The Japanese forestry industry sees growing Asian markets as having much more untapped potential.
"The Chinese market needs high quality wood to accompany its economic growth. Japanese wood has advantages over that of competitors in North America, Europe and Oceania, both in terms of geographic proximity and quality," said Jiang Jian, director of a wood trading company in China's Jiangsu Province.
On July 5, Jiang outlined Chinese wood needs to the Japanese forestry industry at a seminar in Kagoshima City, with around 60 people paying close attention. Such events to match buyers from markets such as South Korea, Taiwan and Vietnam are regularly held by the Japan Wood Products Export Association, an industry group.

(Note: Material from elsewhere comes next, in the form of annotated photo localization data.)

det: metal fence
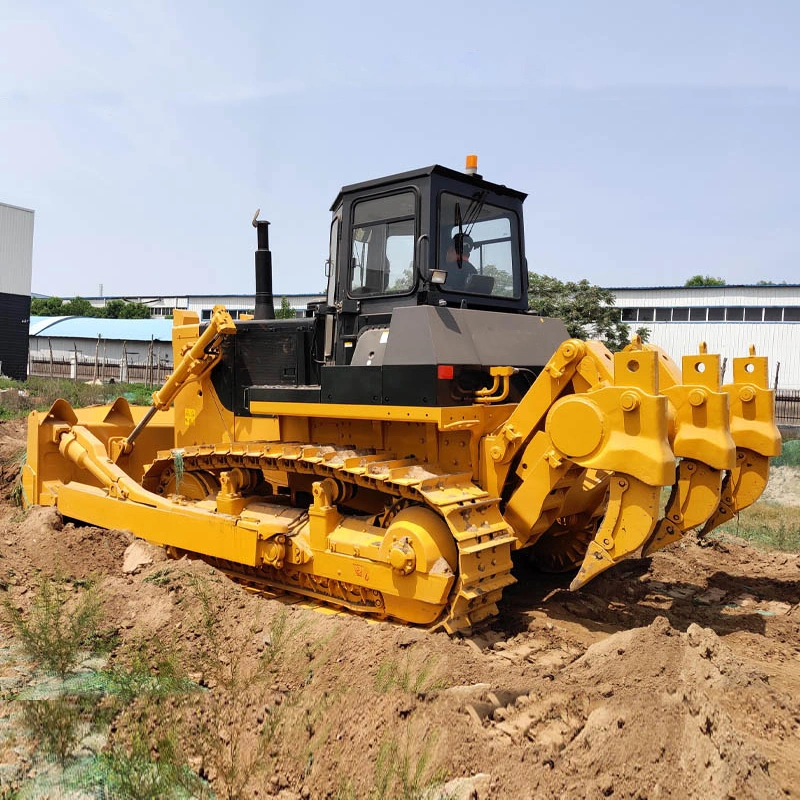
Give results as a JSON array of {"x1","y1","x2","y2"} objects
[
  {"x1": 776, "y1": 390, "x2": 800, "y2": 425},
  {"x1": 28, "y1": 353, "x2": 172, "y2": 386}
]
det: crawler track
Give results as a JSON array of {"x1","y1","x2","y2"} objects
[{"x1": 142, "y1": 442, "x2": 517, "y2": 631}]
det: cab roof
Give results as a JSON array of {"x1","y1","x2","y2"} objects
[{"x1": 330, "y1": 164, "x2": 527, "y2": 211}]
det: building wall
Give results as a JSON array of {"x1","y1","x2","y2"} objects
[
  {"x1": 28, "y1": 336, "x2": 173, "y2": 364},
  {"x1": 0, "y1": 203, "x2": 34, "y2": 379},
  {"x1": 612, "y1": 285, "x2": 800, "y2": 389},
  {"x1": 81, "y1": 293, "x2": 324, "y2": 319},
  {"x1": 0, "y1": 292, "x2": 32, "y2": 379}
]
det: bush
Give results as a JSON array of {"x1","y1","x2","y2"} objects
[
  {"x1": 773, "y1": 439, "x2": 800, "y2": 468},
  {"x1": 2, "y1": 572, "x2": 102, "y2": 678},
  {"x1": 20, "y1": 695, "x2": 87, "y2": 766}
]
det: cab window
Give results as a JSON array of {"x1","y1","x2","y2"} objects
[
  {"x1": 438, "y1": 192, "x2": 521, "y2": 298},
  {"x1": 350, "y1": 191, "x2": 416, "y2": 295}
]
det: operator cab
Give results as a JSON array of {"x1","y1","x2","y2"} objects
[
  {"x1": 324, "y1": 160, "x2": 529, "y2": 364},
  {"x1": 210, "y1": 158, "x2": 566, "y2": 415}
]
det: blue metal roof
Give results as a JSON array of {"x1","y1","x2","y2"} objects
[{"x1": 29, "y1": 316, "x2": 174, "y2": 341}]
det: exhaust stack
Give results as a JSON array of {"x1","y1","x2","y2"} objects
[{"x1": 252, "y1": 209, "x2": 275, "y2": 320}]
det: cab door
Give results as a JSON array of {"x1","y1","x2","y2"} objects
[{"x1": 323, "y1": 211, "x2": 341, "y2": 362}]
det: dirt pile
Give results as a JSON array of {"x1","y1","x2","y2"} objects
[
  {"x1": 475, "y1": 616, "x2": 791, "y2": 798},
  {"x1": 1, "y1": 418, "x2": 799, "y2": 799}
]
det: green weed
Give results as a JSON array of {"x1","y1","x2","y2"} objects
[
  {"x1": 375, "y1": 653, "x2": 446, "y2": 695},
  {"x1": 98, "y1": 640, "x2": 198, "y2": 704},
  {"x1": 187, "y1": 578, "x2": 294, "y2": 799},
  {"x1": 19, "y1": 695, "x2": 88, "y2": 766},
  {"x1": 0, "y1": 377, "x2": 153, "y2": 418},
  {"x1": 143, "y1": 568, "x2": 173, "y2": 587},
  {"x1": 366, "y1": 727, "x2": 449, "y2": 800},
  {"x1": 2, "y1": 572, "x2": 102, "y2": 678},
  {"x1": 88, "y1": 722, "x2": 205, "y2": 800}
]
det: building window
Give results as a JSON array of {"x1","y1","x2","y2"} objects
[
  {"x1": 655, "y1": 308, "x2": 670, "y2": 322},
  {"x1": 201, "y1": 309, "x2": 212, "y2": 321},
  {"x1": 621, "y1": 308, "x2": 637, "y2": 322},
  {"x1": 764, "y1": 307, "x2": 782, "y2": 322},
  {"x1": 637, "y1": 308, "x2": 654, "y2": 322},
  {"x1": 689, "y1": 307, "x2": 707, "y2": 321},
  {"x1": 707, "y1": 307, "x2": 725, "y2": 321},
  {"x1": 672, "y1": 307, "x2": 690, "y2": 321},
  {"x1": 726, "y1": 307, "x2": 744, "y2": 321},
  {"x1": 785, "y1": 307, "x2": 800, "y2": 321},
  {"x1": 744, "y1": 307, "x2": 763, "y2": 322}
]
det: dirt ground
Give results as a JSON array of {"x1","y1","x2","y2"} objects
[{"x1": 1, "y1": 416, "x2": 799, "y2": 799}]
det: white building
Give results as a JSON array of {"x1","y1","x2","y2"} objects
[
  {"x1": 0, "y1": 202, "x2": 34, "y2": 379},
  {"x1": 81, "y1": 293, "x2": 324, "y2": 321},
  {"x1": 611, "y1": 284, "x2": 800, "y2": 389}
]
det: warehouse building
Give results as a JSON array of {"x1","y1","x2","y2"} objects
[
  {"x1": 28, "y1": 316, "x2": 174, "y2": 382},
  {"x1": 612, "y1": 284, "x2": 800, "y2": 389},
  {"x1": 81, "y1": 293, "x2": 323, "y2": 320},
  {"x1": 0, "y1": 203, "x2": 34, "y2": 380}
]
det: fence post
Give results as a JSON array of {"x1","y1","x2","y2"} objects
[
  {"x1": 121, "y1": 342, "x2": 128, "y2": 383},
  {"x1": 774, "y1": 362, "x2": 781, "y2": 393},
  {"x1": 49, "y1": 339, "x2": 54, "y2": 378},
  {"x1": 146, "y1": 339, "x2": 154, "y2": 387},
  {"x1": 93, "y1": 336, "x2": 100, "y2": 383}
]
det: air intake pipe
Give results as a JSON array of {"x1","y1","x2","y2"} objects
[{"x1": 252, "y1": 209, "x2": 275, "y2": 320}]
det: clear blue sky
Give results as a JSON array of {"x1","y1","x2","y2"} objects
[{"x1": 2, "y1": 1, "x2": 799, "y2": 297}]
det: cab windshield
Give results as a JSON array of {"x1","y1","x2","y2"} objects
[{"x1": 438, "y1": 192, "x2": 521, "y2": 298}]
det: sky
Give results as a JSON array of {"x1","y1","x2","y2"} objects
[{"x1": 2, "y1": 0, "x2": 799, "y2": 298}]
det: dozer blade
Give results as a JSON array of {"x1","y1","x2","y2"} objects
[{"x1": 570, "y1": 475, "x2": 661, "y2": 590}]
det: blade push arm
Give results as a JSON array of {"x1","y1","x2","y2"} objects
[{"x1": 123, "y1": 305, "x2": 236, "y2": 450}]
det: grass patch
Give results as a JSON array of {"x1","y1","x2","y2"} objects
[
  {"x1": 337, "y1": 726, "x2": 449, "y2": 800},
  {"x1": 0, "y1": 377, "x2": 153, "y2": 420},
  {"x1": 714, "y1": 501, "x2": 800, "y2": 552},
  {"x1": 84, "y1": 723, "x2": 204, "y2": 800},
  {"x1": 772, "y1": 439, "x2": 800, "y2": 468},
  {"x1": 375, "y1": 653, "x2": 446, "y2": 695}
]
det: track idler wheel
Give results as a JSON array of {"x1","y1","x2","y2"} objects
[{"x1": 377, "y1": 506, "x2": 458, "y2": 624}]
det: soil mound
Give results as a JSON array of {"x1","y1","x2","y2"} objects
[{"x1": 1, "y1": 419, "x2": 798, "y2": 799}]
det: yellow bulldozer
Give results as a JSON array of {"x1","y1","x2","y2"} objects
[{"x1": 22, "y1": 158, "x2": 781, "y2": 632}]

In 2017, Japanese wood exports totaled 32.6 billion yen, the second highest figure after 36.6 billion yen in 1977. Last year's figure was buoyed by Chinese demand, with exports to the country reaching 14.5 billion yen, 61% above the previous year. The figure has risen seven-fold in five years.
China uses Japanese wood for building and packing materials. Some wood is reexported to the U.S. after it has been fashioned into fencing for private homes.

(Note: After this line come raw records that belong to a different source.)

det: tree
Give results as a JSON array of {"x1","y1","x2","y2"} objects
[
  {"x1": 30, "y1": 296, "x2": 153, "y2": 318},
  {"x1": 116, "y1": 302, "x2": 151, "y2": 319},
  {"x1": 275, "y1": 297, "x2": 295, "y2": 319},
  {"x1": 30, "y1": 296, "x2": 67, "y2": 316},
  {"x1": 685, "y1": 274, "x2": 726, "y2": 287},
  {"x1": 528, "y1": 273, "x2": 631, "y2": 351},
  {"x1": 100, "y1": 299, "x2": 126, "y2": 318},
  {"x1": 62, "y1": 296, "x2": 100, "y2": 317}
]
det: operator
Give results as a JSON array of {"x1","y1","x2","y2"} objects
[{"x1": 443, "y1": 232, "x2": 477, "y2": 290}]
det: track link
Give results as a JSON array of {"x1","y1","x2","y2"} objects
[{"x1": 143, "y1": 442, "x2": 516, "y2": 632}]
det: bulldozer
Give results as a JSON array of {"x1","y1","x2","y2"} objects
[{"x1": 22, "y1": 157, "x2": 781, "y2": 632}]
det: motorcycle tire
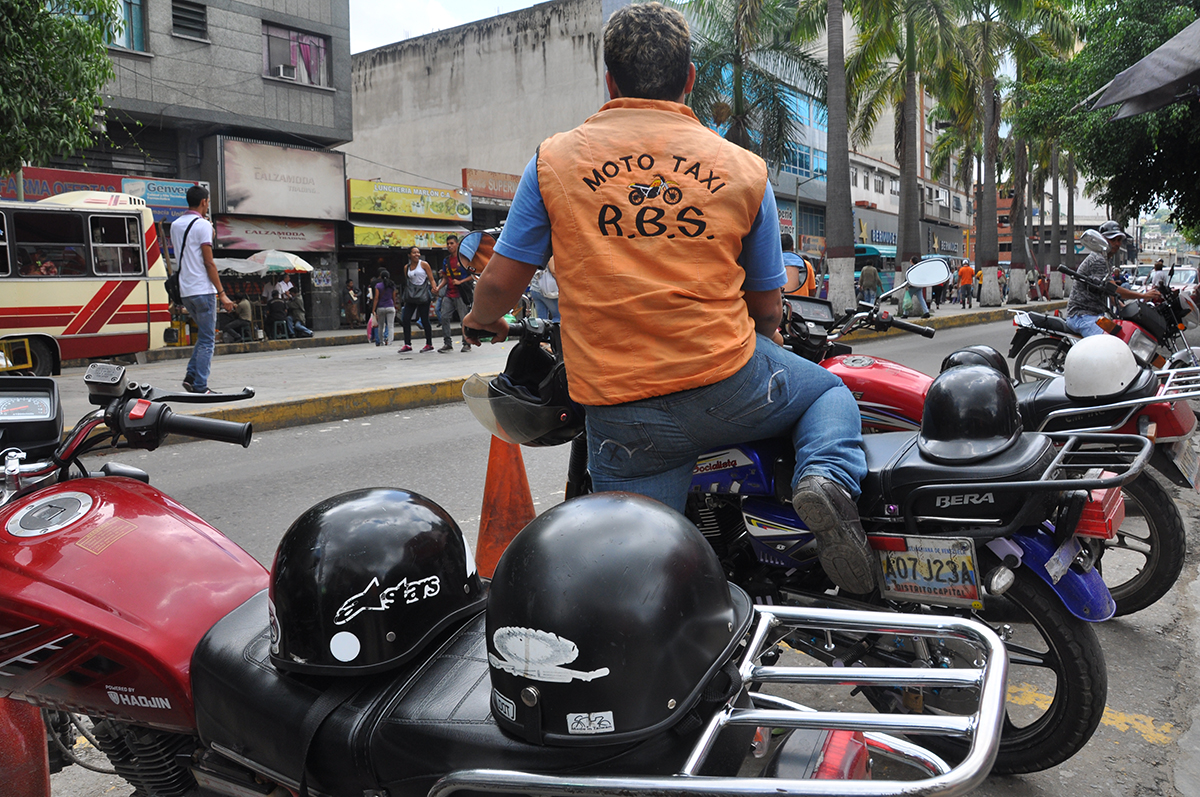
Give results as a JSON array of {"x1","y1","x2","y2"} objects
[
  {"x1": 1013, "y1": 337, "x2": 1071, "y2": 383},
  {"x1": 1103, "y1": 472, "x2": 1187, "y2": 616},
  {"x1": 854, "y1": 553, "x2": 1106, "y2": 775}
]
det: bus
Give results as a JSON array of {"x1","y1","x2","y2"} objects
[{"x1": 0, "y1": 191, "x2": 171, "y2": 375}]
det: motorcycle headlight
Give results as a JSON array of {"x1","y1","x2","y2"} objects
[{"x1": 1127, "y1": 329, "x2": 1157, "y2": 366}]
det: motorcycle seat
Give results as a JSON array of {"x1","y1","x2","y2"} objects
[
  {"x1": 857, "y1": 431, "x2": 1057, "y2": 529},
  {"x1": 192, "y1": 591, "x2": 747, "y2": 797},
  {"x1": 1014, "y1": 368, "x2": 1158, "y2": 431},
  {"x1": 1025, "y1": 312, "x2": 1075, "y2": 335}
]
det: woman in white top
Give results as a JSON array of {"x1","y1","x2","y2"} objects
[{"x1": 399, "y1": 246, "x2": 437, "y2": 352}]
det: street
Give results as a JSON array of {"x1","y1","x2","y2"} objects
[{"x1": 48, "y1": 320, "x2": 1200, "y2": 796}]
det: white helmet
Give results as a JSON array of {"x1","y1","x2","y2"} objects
[{"x1": 1064, "y1": 335, "x2": 1139, "y2": 399}]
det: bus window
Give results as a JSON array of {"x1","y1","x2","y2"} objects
[
  {"x1": 0, "y1": 214, "x2": 8, "y2": 276},
  {"x1": 91, "y1": 215, "x2": 145, "y2": 275},
  {"x1": 14, "y1": 211, "x2": 85, "y2": 278}
]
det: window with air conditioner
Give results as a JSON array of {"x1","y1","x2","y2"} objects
[
  {"x1": 263, "y1": 24, "x2": 330, "y2": 87},
  {"x1": 172, "y1": 0, "x2": 207, "y2": 40}
]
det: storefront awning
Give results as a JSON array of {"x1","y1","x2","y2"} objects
[{"x1": 348, "y1": 220, "x2": 470, "y2": 249}]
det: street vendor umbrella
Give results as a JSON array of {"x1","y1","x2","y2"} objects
[
  {"x1": 1092, "y1": 19, "x2": 1200, "y2": 119},
  {"x1": 244, "y1": 249, "x2": 315, "y2": 272}
]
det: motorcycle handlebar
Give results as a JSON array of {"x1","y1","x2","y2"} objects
[
  {"x1": 160, "y1": 407, "x2": 252, "y2": 448},
  {"x1": 889, "y1": 316, "x2": 937, "y2": 338}
]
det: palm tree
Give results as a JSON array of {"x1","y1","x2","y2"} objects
[
  {"x1": 956, "y1": 0, "x2": 1073, "y2": 286},
  {"x1": 683, "y1": 0, "x2": 828, "y2": 168},
  {"x1": 847, "y1": 0, "x2": 963, "y2": 274}
]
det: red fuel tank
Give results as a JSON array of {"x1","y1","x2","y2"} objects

Trading companies such as the subsidiaries of Nippon Paper and Oji Holdings play a important role in exporting Japanese wood products. Some trading companies export wood from their own forests or other private forests, and some bid to export wood from Japan's national forests.
Four decades ago, Japan nearly ran out of wood because of heavy demand both at home and abroad. In the past 10 years, however, forest resources have recovered. Japan has set a goal to export an annual total of 1 trillion yen of food, agricultural, forestry and fishery products.

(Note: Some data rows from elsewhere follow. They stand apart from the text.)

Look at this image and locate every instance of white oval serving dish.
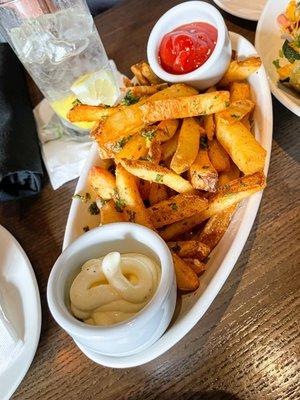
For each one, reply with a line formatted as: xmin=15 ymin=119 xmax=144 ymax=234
xmin=255 ymin=0 xmax=300 ymax=117
xmin=63 ymin=31 xmax=273 ymax=368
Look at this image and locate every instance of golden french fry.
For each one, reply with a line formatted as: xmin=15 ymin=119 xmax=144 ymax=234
xmin=149 ymin=193 xmax=208 ymax=228
xmin=149 ymin=183 xmax=169 ymax=206
xmin=139 ymin=62 xmax=162 ymax=84
xmin=100 ymin=199 xmax=126 ymax=225
xmin=88 ymin=166 xmax=117 ymax=200
xmin=216 ymin=117 xmax=266 ymax=174
xmin=115 ymin=164 xmax=154 ymax=229
xmin=170 ymin=117 xmax=202 ymax=174
xmin=208 ymin=139 xmax=231 ymax=172
xmin=203 ymin=114 xmax=215 ymax=141
xmin=229 ymin=82 xmax=251 ymax=102
xmin=95 ymin=84 xmax=198 ymax=148
xmin=168 ymin=240 xmax=210 ymax=260
xmin=140 ymin=91 xmax=230 ymax=123
xmin=198 ymin=205 xmax=237 ymax=251
xmin=189 ymin=148 xmax=218 ymax=192
xmin=67 ymin=104 xmax=125 ymax=123
xmin=160 ymin=172 xmax=266 ymax=240
xmin=217 ymin=100 xmax=255 ymax=125
xmin=219 ymin=57 xmax=262 ymax=86
xmin=241 ymin=116 xmax=252 ymax=131
xmin=116 ymin=133 xmax=148 ymax=160
xmin=120 ymin=159 xmax=194 ymax=193
xmin=183 ymin=258 xmax=206 ymax=276
xmin=172 ymin=253 xmax=199 ymax=291
xmin=131 ymin=62 xmax=150 ymax=85
xmin=218 ymin=162 xmax=240 ymax=186
xmin=155 ymin=119 xmax=179 ymax=142
xmin=125 ymin=83 xmax=168 ymax=97
xmin=148 ymin=140 xmax=162 ymax=164
xmin=161 ymin=130 xmax=180 ymax=161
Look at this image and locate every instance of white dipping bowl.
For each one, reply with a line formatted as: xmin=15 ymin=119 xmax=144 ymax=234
xmin=147 ymin=1 xmax=231 ymax=90
xmin=47 ymin=223 xmax=176 ymax=358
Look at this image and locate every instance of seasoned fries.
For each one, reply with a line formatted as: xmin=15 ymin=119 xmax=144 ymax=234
xmin=216 ymin=118 xmax=266 ymax=174
xmin=189 ymin=148 xmax=218 ymax=191
xmin=124 ymin=83 xmax=168 ymax=97
xmin=68 ymin=104 xmax=125 ymax=122
xmin=172 ymin=253 xmax=199 ymax=291
xmin=120 ymin=159 xmax=194 ymax=193
xmin=115 ymin=164 xmax=154 ymax=229
xmin=161 ymin=172 xmax=266 ymax=241
xmin=140 ymin=91 xmax=230 ymax=123
xmin=89 ymin=167 xmax=117 ymax=200
xmin=72 ymin=55 xmax=267 ymax=294
xmin=100 ymin=200 xmax=126 ymax=225
xmin=219 ymin=57 xmax=262 ymax=86
xmin=217 ymin=99 xmax=255 ymax=125
xmin=208 ymin=139 xmax=231 ymax=172
xmin=170 ymin=117 xmax=202 ymax=174
xmin=168 ymin=240 xmax=210 ymax=260
xmin=149 ymin=193 xmax=208 ymax=228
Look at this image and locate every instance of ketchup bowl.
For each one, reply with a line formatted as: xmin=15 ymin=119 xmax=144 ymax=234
xmin=47 ymin=223 xmax=176 ymax=359
xmin=147 ymin=1 xmax=231 ymax=90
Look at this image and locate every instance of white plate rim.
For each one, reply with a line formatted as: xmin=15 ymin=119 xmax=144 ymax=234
xmin=0 ymin=225 xmax=42 ymax=399
xmin=63 ymin=31 xmax=273 ymax=368
xmin=213 ymin=0 xmax=265 ymax=21
xmin=255 ymin=0 xmax=300 ymax=117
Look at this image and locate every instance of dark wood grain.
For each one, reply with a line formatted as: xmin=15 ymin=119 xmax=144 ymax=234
xmin=1 ymin=1 xmax=299 ymax=399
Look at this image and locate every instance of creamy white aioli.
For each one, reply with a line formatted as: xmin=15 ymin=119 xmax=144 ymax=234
xmin=70 ymin=252 xmax=160 ymax=326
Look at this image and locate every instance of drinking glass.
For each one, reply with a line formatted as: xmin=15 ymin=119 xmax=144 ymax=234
xmin=0 ymin=0 xmax=119 ymax=139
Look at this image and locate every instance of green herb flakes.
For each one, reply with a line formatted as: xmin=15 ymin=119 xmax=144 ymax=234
xmin=155 ymin=174 xmax=164 ymax=183
xmin=122 ymin=90 xmax=139 ymax=105
xmin=115 ymin=198 xmax=125 ymax=212
xmin=272 ymin=59 xmax=280 ymax=69
xmin=72 ymin=98 xmax=82 ymax=106
xmin=88 ymin=202 xmax=100 ymax=215
xmin=170 ymin=203 xmax=178 ymax=211
xmin=72 ymin=192 xmax=91 ymax=203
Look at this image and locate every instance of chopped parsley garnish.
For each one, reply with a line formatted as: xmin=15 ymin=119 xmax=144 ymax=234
xmin=170 ymin=203 xmax=178 ymax=211
xmin=230 ymin=114 xmax=240 ymax=119
xmin=225 ymin=101 xmax=230 ymax=107
xmin=97 ymin=198 xmax=108 ymax=208
xmin=122 ymin=90 xmax=140 ymax=105
xmin=200 ymin=136 xmax=208 ymax=150
xmin=115 ymin=198 xmax=125 ymax=212
xmin=88 ymin=202 xmax=100 ymax=215
xmin=113 ymin=136 xmax=132 ymax=152
xmin=214 ymin=95 xmax=219 ymax=99
xmin=72 ymin=98 xmax=82 ymax=106
xmin=272 ymin=59 xmax=280 ymax=69
xmin=279 ymin=49 xmax=284 ymax=58
xmin=72 ymin=192 xmax=91 ymax=203
xmin=83 ymin=226 xmax=90 ymax=232
xmin=128 ymin=210 xmax=136 ymax=222
xmin=141 ymin=129 xmax=156 ymax=141
xmin=155 ymin=174 xmax=164 ymax=183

Government and private-sector efforts to promote wood products are gaining recognition for the advantages of Japanese wood. Japanese cedar is resistant to rot, for instance, while Japanese cypress has an attractive aroma -- characteristics with appeal in foreign markets.
The market should get another tailwind on Aug. 1 when China introduces new building laws, accepting Japanese timber framing methods and allowing the use of Japanese trees such as cedar and cypress.
The Japan Wood Products Export Association has built model houses in Dalian in Liaoning Province, and Dongguan in Guangdong Province, to promote Japanese architectural styles.
"Japanese wood exports to China account for only 1% of China's wood imports, so there is a lot more room," said Koji Fukushima, a Forestry Agency official.
Naoto Ando, president of the export association, said that to expand wood exports, "we have to watch demand in export destinations." He added that certain types of timber have been depleted in Southeast Asia, creating possible business opportunities for Japanese companies.
He notes that the Indonesian government is preparing 800,000 wooden houses a year for low-income people, creating huge demand for wood.
"We also should promote academic exchanges, as making people understand how to use Japanese wood is very important -- something we could not achieve in short time," Ando added.
Yasushi Kubota in Kagoshima contributed to this story.